Other health care officials are equally worried. When O’Connor issued his decision, AHA president and CEO Rick Pollack noted that “America’s hospitals and health systems are extremely disappointed with today’s federal district court ruling on the constitutionality of the Affordable Care Act. The ruling puts health coverage at risk for tens of millions of Americans, including those with chronic and pre-existing conditions, while also making it more difficult for hospitals and health systems to provide access to high-quality care. We strongly disagree with the ruling and urged the court not to accept the plaintiff’s severability argument in an amicus brief filed earlier this year along with other national organizations representing hospitals and health systems. We join others in urging a stay in this decision until a higher court can review it, and will continue advocating for protecting patient care and coverage.”
A political solution?
One attorney, however, thinks an Obamacare fix may come from legislators instead of the courts.
“So much of these decisions are tied up in politics,” said John Fanburg, managing member at Brach Eichler and chair of its health law practice. “Based on what I see in New Jersey and across the nation, enrollment under the ACA has decreased, but it’s still significant.”
In 2019, about 8.4 million people nationally signed up under the Health Insurance Marketplaces established by the ACA, down from 11.8 million in 2018, which itself was a drop from 12.2 million in 2017, according to data from the Kaiser Family Foundation. New Jersey also showed a slowdown, with 255,246 signups in 2019, compared to 274,782 in 2018, and 295,067 in 2017.
Despite the drop-offs, “nationally, millions of people enrolled and people continue to need health insurance, so the ACA is not likely to be eliminated,” added Fanburg. “This latest ruling may prompt discussions and moves to improve it, but I think it’s a political issue and not just a legal issue.”
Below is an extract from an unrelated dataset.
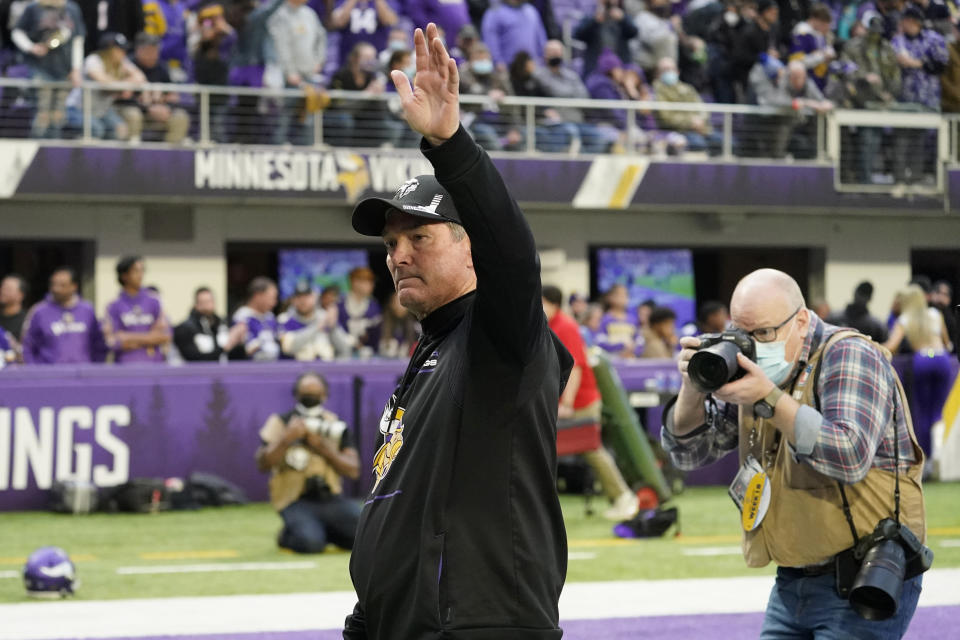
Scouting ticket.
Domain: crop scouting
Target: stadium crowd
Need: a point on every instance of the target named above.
(870, 54)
In New Jersey, Gov. Phil Murphy has signed the New Jersey Health Insurance Market Preservation Act, which requires state residents to carry health insurance or pay a penalty.
Individuals, businesses and health care organizations have a big stake in the outcome of the ACA fight, Fanburg said. “If the ACA is overturned and New Jersey passes some sort of health care fix then how will it be funded?” Fanburg asked. “If you want a car, you have to carry car insurance, but the difference is that no one requires you to own a car to begin with. Will taxes go up to support a state-based healthcare solution? New Jersey is already a heavily taxed state, and even more people may leave if taxes go up again.”